1. Find the probability that there will be exactly 4 accidents during an 18-week period. Following the building of a new junction on this road, an officer wishes to determine whether the number of accidents per week has decreased. He chooses 15 weeks at random and notes the number of accidents. If there are fewer than 3 accidents altogether he will conclude that the number of accidents per week has decreased. He assumes that a Poisson distribution still applies.
2. Find the probability of a Type I error.
3. Given that the mean number of accidents per week is now 0.1 , find the probability of a Type II error.
4. Given that there were 2 accidents during the 15 weeks, explain why it is impossible for the officer to make a Type II error.

1 A researcher wishes to investigate whether the mean height of a certain type of plant in one region is different from the mean height of this type of plant everywhere else. He takes a large random sample of plants from the region and finds the sample mean. He calculates the value of the test statistic, \(z\), and finds that \(z = 1.91\).

1. Explain briefly why the researcher should use a two-tail test.
2. Carry out the test at the \(4 \%\) significance level.

5 It is known that when seeds of a certain type are planted, on average \(10 \%\) of the resulting plants reach a height of 1 metre. A gardener wishes to investigate whether a new fertiliser will increase this proportion. He plants a random sample of 18 seeds of this type, using the fertiliser, and notes how many of the resulting plants reach a height of 1 metre.

1. In fact 4 of the 18 plants reach a height of 1 metre. Carry out a hypothesis test at the \(8 \%\) significance level.
2. Explain which of the errors, Type I or Type II, might have been made in part (i). Later, the gardener plants another random sample of 18 seeds of this type, using the fertiliser, and again carries out a hypothesis test at the \(8 \%\) significance level.
3. Find the probability of a Type I error.

7 At a certain hospital it was found that the probability that a patient did not arrive for an appointment was 0.2 . The hospital carries out some publicity in the hope that this probability will be reduced. They wish to test whether the publicity has worked.

1. It is suggested that the first 30 appointments on a Monday should be used for the test. Give a reason why this is not an appropriate sample. A suitable sample of 30 appointments is selected and the number of patients that do not arrive is noted. This figure is used to carry out a test at the 5\% significance level.
2. Explain why the test is one-tail and state suitable null and alternative hypotheses.
3. State what is meant by a Type I error in this context.
4. Use the binomial distribution to find the critical region, and find the probability of a Type I error.
5. In fact 3 patients out of the 30 do not arrive. State the conclusion of the test, explaining your answer.

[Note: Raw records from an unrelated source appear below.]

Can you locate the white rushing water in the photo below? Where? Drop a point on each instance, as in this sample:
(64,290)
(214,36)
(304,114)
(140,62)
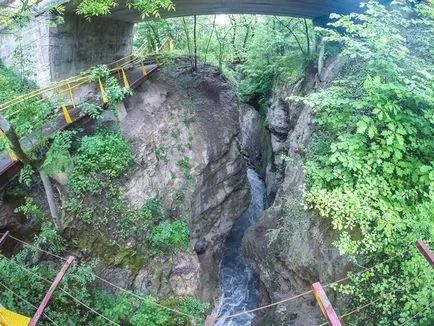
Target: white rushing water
(239,284)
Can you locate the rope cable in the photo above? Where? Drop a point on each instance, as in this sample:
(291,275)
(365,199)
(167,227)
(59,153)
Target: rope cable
(110,283)
(61,289)
(324,286)
(29,303)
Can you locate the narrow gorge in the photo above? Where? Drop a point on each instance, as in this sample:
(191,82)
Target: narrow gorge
(218,169)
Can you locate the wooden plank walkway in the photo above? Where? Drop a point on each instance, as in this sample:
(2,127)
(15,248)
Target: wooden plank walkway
(9,169)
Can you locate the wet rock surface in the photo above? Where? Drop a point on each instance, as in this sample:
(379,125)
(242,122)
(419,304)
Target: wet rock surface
(304,254)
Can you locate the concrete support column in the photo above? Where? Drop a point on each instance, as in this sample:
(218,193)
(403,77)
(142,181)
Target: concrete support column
(77,45)
(59,52)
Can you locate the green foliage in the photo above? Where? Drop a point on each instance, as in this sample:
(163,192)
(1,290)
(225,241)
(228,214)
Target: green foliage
(25,117)
(92,8)
(99,72)
(371,171)
(161,153)
(26,175)
(170,236)
(57,158)
(99,157)
(175,133)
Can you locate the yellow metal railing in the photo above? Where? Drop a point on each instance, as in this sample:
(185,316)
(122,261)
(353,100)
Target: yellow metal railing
(68,85)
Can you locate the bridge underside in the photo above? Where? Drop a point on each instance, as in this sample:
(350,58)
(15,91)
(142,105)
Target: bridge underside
(295,8)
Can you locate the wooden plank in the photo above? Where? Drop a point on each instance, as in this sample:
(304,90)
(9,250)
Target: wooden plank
(424,250)
(50,291)
(325,305)
(210,320)
(4,237)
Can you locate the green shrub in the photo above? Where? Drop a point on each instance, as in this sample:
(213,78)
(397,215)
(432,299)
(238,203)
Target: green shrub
(99,156)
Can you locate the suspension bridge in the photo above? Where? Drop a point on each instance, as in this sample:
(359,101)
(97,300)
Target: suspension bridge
(317,290)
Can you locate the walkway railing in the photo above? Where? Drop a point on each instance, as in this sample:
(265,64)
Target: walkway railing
(131,70)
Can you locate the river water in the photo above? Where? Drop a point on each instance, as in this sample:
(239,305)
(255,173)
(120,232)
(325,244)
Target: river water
(239,284)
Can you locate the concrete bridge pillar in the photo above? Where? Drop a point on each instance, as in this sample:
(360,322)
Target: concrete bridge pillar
(66,50)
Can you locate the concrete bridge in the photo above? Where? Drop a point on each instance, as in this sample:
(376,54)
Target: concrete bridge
(66,50)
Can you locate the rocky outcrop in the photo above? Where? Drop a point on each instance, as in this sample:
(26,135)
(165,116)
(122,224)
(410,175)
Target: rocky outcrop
(255,139)
(291,248)
(183,129)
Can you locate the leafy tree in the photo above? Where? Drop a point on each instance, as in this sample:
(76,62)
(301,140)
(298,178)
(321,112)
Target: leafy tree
(372,167)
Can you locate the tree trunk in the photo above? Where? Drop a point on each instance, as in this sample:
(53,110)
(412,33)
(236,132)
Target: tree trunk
(50,198)
(23,157)
(307,37)
(210,36)
(187,35)
(14,140)
(195,44)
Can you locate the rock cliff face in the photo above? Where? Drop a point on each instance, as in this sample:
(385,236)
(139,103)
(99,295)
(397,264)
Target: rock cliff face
(289,247)
(183,129)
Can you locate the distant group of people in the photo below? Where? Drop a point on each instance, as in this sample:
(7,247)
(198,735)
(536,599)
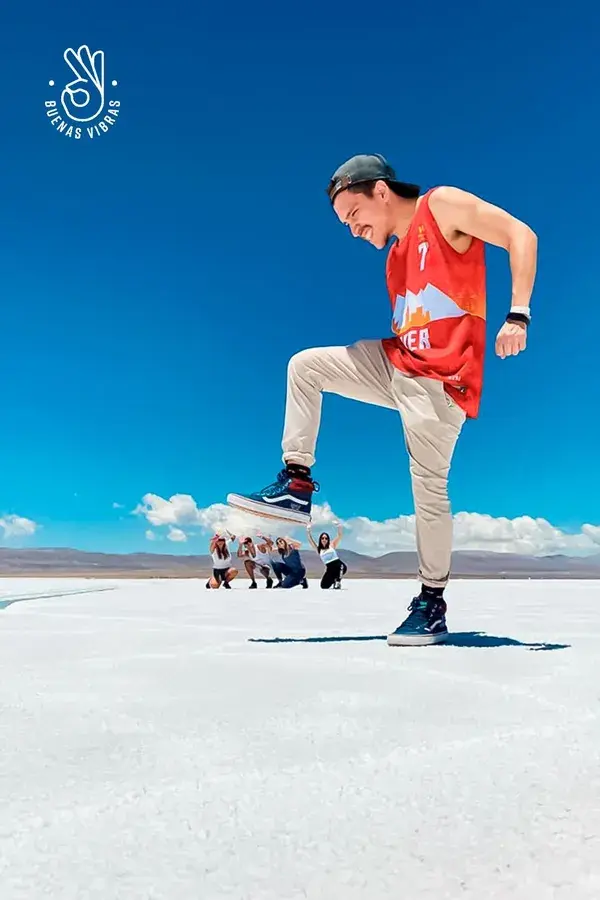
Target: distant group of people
(280,559)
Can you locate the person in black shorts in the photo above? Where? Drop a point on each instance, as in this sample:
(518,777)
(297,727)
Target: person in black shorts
(335,568)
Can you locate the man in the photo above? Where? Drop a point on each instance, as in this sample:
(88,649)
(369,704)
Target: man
(430,371)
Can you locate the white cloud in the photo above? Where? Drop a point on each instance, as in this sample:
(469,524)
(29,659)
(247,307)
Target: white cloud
(181,510)
(17,526)
(472,531)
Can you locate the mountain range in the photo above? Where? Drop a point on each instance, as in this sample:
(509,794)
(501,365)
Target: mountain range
(466,564)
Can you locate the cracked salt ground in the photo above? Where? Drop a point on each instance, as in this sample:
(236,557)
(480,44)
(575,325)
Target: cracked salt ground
(162,741)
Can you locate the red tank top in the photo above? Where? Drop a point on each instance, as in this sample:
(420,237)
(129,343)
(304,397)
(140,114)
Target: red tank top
(438,303)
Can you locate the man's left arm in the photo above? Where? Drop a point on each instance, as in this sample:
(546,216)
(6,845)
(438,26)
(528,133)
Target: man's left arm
(458,211)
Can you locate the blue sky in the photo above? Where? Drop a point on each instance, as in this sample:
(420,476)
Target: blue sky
(157,279)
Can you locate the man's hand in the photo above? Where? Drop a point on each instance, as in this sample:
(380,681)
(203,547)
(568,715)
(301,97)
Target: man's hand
(512,338)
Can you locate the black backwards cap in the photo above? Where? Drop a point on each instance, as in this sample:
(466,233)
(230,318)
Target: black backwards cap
(368,167)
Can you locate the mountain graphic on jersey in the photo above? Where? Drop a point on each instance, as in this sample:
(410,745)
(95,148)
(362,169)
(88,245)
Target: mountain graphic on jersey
(422,308)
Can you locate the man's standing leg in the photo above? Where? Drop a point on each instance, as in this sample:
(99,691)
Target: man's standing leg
(432,423)
(359,372)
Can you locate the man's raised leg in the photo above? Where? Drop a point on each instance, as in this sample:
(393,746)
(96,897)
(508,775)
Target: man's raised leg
(359,372)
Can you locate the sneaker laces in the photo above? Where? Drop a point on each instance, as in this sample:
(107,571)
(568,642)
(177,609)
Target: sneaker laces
(275,487)
(416,609)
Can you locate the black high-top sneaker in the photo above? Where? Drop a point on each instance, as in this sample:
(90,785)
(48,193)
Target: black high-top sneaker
(289,498)
(426,623)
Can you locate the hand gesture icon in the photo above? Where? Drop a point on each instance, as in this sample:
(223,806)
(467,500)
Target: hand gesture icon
(86,93)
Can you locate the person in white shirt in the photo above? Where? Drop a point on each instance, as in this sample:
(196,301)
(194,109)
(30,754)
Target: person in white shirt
(223,570)
(335,568)
(255,557)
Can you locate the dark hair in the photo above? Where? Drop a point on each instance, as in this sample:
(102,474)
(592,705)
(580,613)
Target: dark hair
(368,188)
(222,552)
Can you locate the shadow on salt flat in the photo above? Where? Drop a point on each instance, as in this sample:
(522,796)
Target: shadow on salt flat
(458,639)
(22,598)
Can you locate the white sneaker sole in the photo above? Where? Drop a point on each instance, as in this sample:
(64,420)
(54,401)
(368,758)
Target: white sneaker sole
(268,512)
(416,640)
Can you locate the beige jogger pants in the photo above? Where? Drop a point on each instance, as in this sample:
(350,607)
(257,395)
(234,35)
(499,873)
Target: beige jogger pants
(431,422)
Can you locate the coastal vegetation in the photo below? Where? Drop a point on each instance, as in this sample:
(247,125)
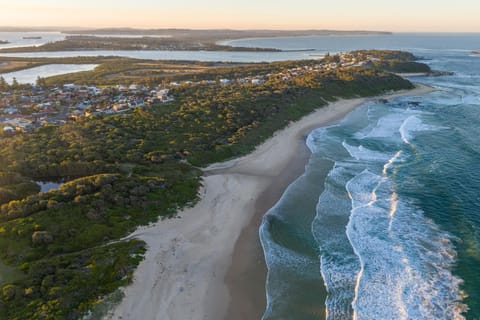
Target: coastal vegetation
(75,43)
(121,171)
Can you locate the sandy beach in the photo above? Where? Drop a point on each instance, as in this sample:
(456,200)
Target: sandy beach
(208,262)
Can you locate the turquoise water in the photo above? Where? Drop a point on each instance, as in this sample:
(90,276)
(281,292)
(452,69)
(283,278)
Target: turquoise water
(49,70)
(387,214)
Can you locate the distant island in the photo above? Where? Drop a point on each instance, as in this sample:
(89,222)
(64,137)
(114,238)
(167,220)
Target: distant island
(124,143)
(170,39)
(220,34)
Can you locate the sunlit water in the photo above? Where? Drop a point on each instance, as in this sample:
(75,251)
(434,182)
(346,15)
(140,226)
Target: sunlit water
(387,215)
(31,75)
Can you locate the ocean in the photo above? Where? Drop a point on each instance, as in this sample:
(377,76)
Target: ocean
(385,221)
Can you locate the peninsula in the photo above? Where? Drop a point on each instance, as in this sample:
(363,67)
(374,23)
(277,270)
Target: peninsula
(168,39)
(130,157)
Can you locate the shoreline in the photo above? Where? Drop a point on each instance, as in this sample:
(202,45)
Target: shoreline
(208,263)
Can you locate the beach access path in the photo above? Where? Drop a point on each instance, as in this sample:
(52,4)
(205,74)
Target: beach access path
(198,265)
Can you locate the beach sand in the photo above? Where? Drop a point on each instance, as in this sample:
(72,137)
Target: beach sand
(208,262)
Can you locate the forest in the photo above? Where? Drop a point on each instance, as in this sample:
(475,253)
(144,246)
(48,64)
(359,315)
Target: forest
(122,171)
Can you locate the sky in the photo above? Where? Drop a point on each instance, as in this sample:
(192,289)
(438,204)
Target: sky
(381,15)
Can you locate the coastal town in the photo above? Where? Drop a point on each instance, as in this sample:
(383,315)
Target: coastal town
(25,108)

6 Parcels arriving at a certain office have weights \(W \mathrm {~kg}\), where the random variable \(W\) has mean \(\mu\) and standard deviation 0.2 . The value of \(\mu\) used to be 2.60 , but there is a suspicion that this may no longer be true. In order to test at the 5\% significance level whether the value of \(\mu\) has increased, a random sample of 75 parcels is chosen. You may assume that the standard deviation of \(W\) is unchanged.

1. The mean weight of the 75 parcels is found to be 2.64 kg . Carry out the test.
2. Later another test of the same hypotheses at the \(5 \%\) significance level, with another random sample of 75 parcels, is carried out. Given that the value of \(\mu\) is now 2.68 , calculate the probability of a Type II error.

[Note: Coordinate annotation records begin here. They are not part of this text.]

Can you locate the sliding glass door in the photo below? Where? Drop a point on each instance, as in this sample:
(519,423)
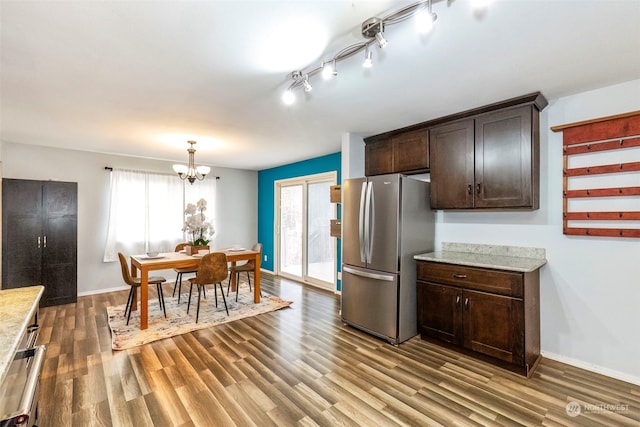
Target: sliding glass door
(306,251)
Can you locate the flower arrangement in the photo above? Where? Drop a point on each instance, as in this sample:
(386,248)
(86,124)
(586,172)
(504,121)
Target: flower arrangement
(195,224)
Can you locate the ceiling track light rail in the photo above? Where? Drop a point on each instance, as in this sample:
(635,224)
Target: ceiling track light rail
(372,30)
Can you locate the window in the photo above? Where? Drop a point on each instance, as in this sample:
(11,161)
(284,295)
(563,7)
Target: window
(147,211)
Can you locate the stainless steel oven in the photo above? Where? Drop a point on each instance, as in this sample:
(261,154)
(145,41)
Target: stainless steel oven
(19,391)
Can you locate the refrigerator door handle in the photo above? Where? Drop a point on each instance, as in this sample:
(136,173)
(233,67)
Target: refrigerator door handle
(377,276)
(361,223)
(368,214)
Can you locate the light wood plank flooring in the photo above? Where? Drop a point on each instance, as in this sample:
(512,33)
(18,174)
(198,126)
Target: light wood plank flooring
(299,366)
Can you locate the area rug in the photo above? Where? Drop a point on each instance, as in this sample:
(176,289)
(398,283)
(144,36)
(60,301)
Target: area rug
(178,322)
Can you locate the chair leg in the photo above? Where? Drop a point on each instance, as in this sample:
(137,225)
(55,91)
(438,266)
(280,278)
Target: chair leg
(179,288)
(223,298)
(161,299)
(130,303)
(189,303)
(175,285)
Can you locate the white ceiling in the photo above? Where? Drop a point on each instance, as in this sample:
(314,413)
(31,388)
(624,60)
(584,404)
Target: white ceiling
(140,78)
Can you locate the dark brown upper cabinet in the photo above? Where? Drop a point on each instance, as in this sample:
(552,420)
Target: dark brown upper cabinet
(403,152)
(488,160)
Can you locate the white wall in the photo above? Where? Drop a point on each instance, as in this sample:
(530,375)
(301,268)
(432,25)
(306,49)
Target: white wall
(235,215)
(590,287)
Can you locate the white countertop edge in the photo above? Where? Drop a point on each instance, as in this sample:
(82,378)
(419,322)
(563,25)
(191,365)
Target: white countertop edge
(499,262)
(9,346)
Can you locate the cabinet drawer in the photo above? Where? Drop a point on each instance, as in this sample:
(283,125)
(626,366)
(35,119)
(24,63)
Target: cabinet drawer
(480,279)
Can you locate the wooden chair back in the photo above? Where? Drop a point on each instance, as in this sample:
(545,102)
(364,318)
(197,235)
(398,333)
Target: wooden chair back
(258,248)
(180,246)
(212,269)
(126,274)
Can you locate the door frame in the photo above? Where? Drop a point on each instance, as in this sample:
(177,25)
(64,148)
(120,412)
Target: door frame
(305,180)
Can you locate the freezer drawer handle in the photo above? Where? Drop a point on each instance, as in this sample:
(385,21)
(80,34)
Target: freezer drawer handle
(369,275)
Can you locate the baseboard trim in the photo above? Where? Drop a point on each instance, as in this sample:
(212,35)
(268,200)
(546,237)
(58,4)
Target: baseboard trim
(103,291)
(592,367)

7 In the past the time, in minutes, taken for a particular rail journey has been found to have mean 20.5 and standard deviation 1.2. Some new railway signals are installed. In order to test whether the mean time has decreased, a random sample of 100 times for this journey are noted. The sample mean is found to be 20.3 minutes. You should assume that the standard deviation is unchanged.

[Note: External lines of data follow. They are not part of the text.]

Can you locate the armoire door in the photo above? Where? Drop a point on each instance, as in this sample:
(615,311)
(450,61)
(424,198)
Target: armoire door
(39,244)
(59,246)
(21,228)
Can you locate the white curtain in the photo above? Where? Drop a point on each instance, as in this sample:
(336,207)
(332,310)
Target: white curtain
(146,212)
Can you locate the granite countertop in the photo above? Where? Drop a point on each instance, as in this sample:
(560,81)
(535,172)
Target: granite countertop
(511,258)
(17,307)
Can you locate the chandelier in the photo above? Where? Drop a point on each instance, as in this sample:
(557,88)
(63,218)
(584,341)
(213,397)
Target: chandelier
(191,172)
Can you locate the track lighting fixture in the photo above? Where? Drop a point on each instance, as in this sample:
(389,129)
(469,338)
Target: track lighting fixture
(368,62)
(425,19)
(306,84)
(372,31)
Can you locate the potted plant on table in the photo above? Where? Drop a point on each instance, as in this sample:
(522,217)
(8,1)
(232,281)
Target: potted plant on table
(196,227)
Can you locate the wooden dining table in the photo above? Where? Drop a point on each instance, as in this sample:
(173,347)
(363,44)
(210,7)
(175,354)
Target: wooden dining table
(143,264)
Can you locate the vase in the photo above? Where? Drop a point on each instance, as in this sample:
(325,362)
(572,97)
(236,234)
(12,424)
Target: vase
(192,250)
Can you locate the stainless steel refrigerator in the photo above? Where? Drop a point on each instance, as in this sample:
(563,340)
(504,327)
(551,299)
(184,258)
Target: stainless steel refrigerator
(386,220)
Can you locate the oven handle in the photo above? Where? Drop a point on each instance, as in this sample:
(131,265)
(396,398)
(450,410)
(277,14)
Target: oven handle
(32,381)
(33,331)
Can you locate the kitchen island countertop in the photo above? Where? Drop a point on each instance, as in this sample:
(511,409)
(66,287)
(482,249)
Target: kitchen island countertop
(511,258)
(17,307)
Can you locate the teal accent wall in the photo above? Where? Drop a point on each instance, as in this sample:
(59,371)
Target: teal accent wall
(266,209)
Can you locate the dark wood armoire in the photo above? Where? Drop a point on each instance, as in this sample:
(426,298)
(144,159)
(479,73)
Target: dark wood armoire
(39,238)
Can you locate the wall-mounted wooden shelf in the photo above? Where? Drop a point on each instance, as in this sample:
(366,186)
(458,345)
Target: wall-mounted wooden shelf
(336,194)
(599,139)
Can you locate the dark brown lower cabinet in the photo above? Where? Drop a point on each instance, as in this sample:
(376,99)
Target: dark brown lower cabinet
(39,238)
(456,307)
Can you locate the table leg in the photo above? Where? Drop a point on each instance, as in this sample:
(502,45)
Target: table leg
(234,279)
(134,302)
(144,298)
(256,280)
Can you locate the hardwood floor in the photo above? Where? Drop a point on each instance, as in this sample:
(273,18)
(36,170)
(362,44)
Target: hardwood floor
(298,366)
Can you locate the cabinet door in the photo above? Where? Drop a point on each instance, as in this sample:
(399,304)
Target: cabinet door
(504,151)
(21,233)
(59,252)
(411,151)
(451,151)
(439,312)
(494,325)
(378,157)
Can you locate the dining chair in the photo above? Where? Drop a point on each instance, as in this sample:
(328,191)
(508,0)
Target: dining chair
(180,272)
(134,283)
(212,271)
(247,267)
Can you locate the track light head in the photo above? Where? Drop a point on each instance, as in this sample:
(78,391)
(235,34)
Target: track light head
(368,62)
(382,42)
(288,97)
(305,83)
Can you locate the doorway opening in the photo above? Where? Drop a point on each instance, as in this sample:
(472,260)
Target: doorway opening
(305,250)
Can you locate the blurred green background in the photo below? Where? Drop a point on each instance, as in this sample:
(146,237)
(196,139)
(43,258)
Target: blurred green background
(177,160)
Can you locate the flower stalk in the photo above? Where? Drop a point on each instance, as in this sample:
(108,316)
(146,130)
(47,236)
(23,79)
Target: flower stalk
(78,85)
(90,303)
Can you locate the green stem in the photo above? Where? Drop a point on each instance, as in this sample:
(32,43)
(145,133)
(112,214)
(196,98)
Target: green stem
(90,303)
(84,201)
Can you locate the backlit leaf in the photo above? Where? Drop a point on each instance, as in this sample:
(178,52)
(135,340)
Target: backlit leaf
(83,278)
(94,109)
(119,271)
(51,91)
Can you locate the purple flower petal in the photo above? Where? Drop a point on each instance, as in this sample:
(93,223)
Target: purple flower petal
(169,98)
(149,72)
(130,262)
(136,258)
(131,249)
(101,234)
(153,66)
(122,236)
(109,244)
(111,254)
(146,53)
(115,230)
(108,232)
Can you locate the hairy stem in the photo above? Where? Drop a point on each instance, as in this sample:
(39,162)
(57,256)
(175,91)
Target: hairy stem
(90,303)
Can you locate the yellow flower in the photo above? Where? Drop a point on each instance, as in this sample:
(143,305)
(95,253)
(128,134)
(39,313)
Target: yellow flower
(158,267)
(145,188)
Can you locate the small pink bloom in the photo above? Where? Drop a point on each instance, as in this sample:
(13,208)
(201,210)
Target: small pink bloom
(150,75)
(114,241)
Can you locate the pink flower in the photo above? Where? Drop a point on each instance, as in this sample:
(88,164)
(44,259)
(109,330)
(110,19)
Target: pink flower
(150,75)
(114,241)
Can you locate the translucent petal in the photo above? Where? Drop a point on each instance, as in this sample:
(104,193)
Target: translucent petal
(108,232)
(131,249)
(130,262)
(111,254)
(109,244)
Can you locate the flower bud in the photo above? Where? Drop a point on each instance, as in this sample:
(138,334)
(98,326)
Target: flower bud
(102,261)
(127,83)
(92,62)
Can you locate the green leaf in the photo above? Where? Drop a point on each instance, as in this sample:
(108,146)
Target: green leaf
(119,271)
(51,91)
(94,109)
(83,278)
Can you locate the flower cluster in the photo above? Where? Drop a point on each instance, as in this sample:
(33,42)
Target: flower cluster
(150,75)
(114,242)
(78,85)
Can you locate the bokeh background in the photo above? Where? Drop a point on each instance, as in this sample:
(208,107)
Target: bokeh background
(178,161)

1. Carry out a significance test, at the \(4 \%\) level, of whether the population mean time has decreased. Later another significance test of the same hypotheses, using another random sample of size 100 , is carried out at the \(4 \%\) level.
2. Given that the population mean is now 20.1, find the probability of a Type II error.
3. State what is meant by a Type II error in this context.